Author Response File: Author Response.pdf
Round 2
Reviewer 1 Report
Comments and Suggestions for AuthorsThe revised version can be accepted.
Author Response
Thank you very much for taking time out of your busy schedule to consider this article.
Reviewer 2 Report
Comments and Suggestions for AuthorsI am satisfied with the answers provided by the authors.
Author Response
Thank you very much for taking the time to review this paper despite your busy schedule.
Reviewer 3 Report
Comments and Suggestions for AuthorsI have the following questions/remarks left:
- What is the difference between reference [27] and the work presented in this paper?
- What are the initial state variables of the model used in the MPC? The states do not represent any physical variables (subspace sysid) so how to initialize these? Please write down the optimization problem that is solved in the MPC.
- the window opening is used to control the indoor humidity and temperature. It seems to me that the wind speed/direction is having a significant influence on this transfer? Why is this not considered?

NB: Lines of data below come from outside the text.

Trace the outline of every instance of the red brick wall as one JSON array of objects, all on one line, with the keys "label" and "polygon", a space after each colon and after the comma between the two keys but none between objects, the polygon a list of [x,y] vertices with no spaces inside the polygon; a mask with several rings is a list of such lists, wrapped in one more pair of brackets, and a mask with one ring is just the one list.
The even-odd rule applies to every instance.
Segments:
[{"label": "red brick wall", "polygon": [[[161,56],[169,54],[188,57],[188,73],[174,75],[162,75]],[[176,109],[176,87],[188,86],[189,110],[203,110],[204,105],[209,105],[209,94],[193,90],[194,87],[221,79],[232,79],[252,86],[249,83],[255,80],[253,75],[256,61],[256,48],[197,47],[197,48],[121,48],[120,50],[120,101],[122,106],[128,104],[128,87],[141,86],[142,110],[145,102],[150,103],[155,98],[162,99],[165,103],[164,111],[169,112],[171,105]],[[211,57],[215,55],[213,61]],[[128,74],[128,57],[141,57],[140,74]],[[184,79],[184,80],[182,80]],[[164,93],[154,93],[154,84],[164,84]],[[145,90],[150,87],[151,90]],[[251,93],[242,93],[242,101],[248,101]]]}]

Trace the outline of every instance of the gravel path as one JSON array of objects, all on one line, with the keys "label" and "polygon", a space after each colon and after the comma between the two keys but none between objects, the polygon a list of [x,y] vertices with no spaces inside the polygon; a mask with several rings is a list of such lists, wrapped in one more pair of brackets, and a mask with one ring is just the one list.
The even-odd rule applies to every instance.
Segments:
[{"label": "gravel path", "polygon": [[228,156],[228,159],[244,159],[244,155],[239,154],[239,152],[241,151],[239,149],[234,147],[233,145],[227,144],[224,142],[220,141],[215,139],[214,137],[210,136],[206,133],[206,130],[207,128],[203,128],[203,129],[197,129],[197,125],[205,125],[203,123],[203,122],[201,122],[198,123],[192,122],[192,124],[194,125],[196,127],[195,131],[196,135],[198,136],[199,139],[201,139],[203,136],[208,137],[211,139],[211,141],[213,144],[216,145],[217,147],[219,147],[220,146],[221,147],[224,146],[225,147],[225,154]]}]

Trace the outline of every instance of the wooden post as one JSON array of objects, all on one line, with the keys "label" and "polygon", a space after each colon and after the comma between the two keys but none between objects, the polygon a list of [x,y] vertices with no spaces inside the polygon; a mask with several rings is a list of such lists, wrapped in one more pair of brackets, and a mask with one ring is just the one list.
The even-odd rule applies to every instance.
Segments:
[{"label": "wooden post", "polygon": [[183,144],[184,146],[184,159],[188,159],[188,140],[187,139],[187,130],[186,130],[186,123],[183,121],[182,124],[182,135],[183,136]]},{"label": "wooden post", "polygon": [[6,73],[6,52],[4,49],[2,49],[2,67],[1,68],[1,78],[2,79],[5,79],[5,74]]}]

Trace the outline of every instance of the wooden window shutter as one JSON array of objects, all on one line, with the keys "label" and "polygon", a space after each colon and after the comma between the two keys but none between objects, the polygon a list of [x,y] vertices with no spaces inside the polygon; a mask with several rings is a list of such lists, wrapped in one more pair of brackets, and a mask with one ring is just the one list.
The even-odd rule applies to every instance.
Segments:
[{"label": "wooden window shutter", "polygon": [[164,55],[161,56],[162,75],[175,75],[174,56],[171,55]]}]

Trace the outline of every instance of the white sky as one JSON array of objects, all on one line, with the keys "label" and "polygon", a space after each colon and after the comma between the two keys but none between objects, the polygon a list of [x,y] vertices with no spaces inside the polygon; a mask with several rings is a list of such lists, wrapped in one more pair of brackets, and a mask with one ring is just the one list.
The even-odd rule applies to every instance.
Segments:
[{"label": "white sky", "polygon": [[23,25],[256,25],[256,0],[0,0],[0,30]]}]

- the authors try to give a reasoning for choosing the sample period. However, in practice, the opening of the window has not this sample period. This is more done on an hourly basis. Is it possible to test the controller at this sample rate? It might be that the authors can show that the sample period needs to be set smaller with respect to current practice for better performance, that would be intresting.
- The authors write:
Simulation experiments using different models have been discussed in references [27, 481 28]. In this system, it has been verified that the degradation of the control performance owing to errors between the model in the controller and the applied model is marginal and can be compensated for by the sequential correction operation of the MPC.
This is not a reason to assume that the same holds here. Or is the work in the references very similar? Every application and model is different and these kind of generalisations seem tricky.
- although the presentation of the results is improved, the contribution of this paper is still not so clear to me. The authors fit subspace models on different ranges of the data and then use these models in a MPC and apply the control signals on the same identified models. It is obvious that the MPC works. What can we actually learn from the results?
Author Response
Please see the attachment.
Author Response File: Author Response.pdf
Round 3
Reviewer 3 Report
Comments and Suggestions for AuthorsI would like to thank the authors for their answers. I agree with accepting the manuscript although I still think that the novelty (to any field) is minor.